NBN Co, the company rolling out the national broadband network, announced in the last week of November that it would be stopping the connection of those who are allotted HFC from December 11.
"That's the impact on the revenue for the period to June 30. If the whole programme was delayed by six months, what we have, I think, is 1.9 million customers still to connect that we expect to connect," Rue told the committee.
NBN Co announced on 27 November that households and businesses would have to wait between six and nine months longer for connections while the company fixed technical issues affecting the speed that the network can deliver.
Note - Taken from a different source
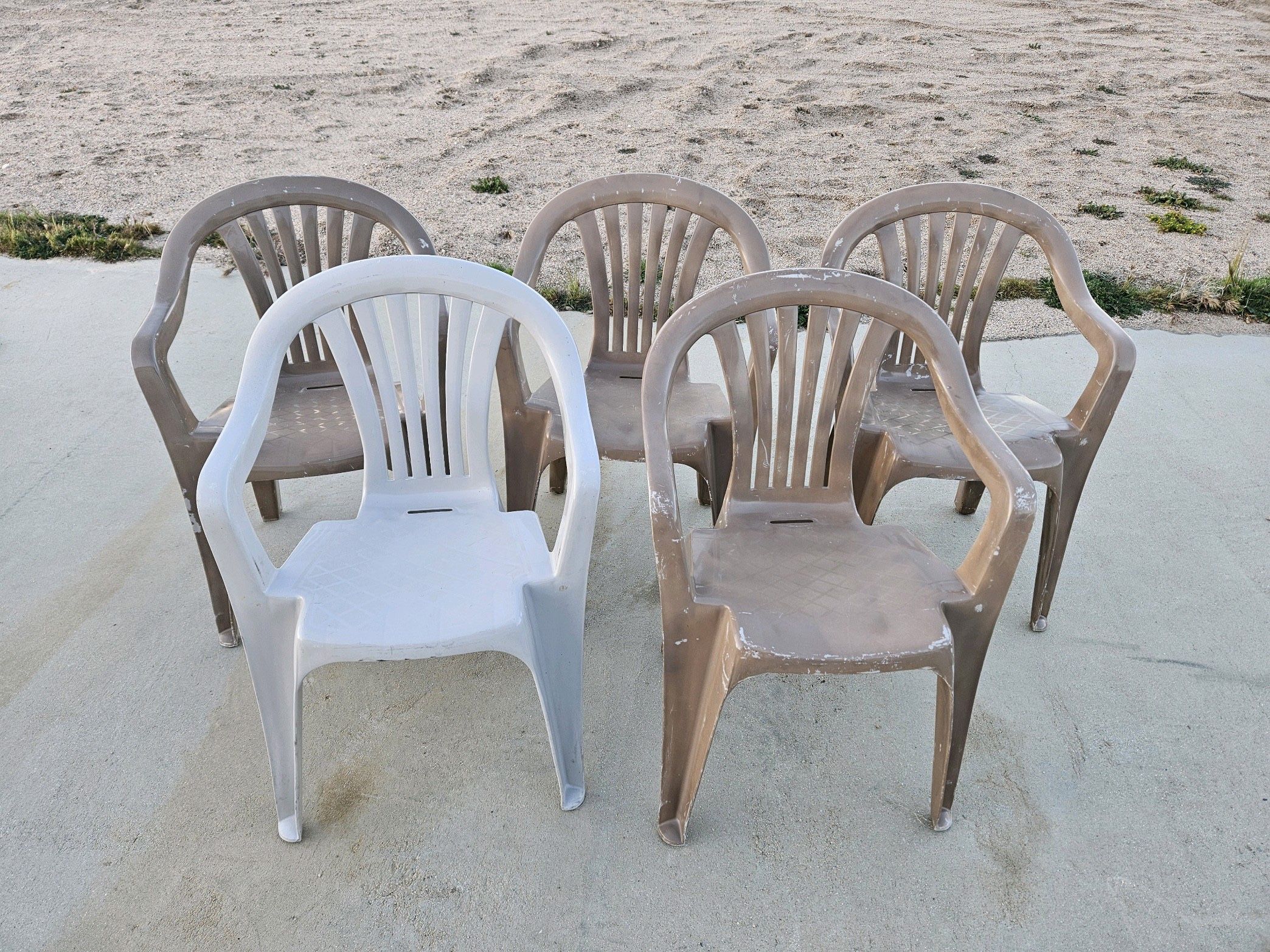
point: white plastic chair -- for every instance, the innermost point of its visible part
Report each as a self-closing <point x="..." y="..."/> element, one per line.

Rue said that as the building of lead-ins and wiring in new areas would continue during what has been said to be a delay of six to nine months, the financial fallout would not be known for several months.
Commenting on the statement regarding the revenue hit, Labor's shadow communications minister Michelle Rowland and shadow finance minister Jim Chalmers said: "This outcome would require a further $500 million to be drawn down from a $1.7 billion taxpayer-funded contingency pool, which is repeatedly being used to patch-up (Prime Minister Malcolm) Turnbull’s multi-technology mess.
"This is yet another bitter pill for taxpayers and consumers who are being punished with a second-rate network that costs more and does less."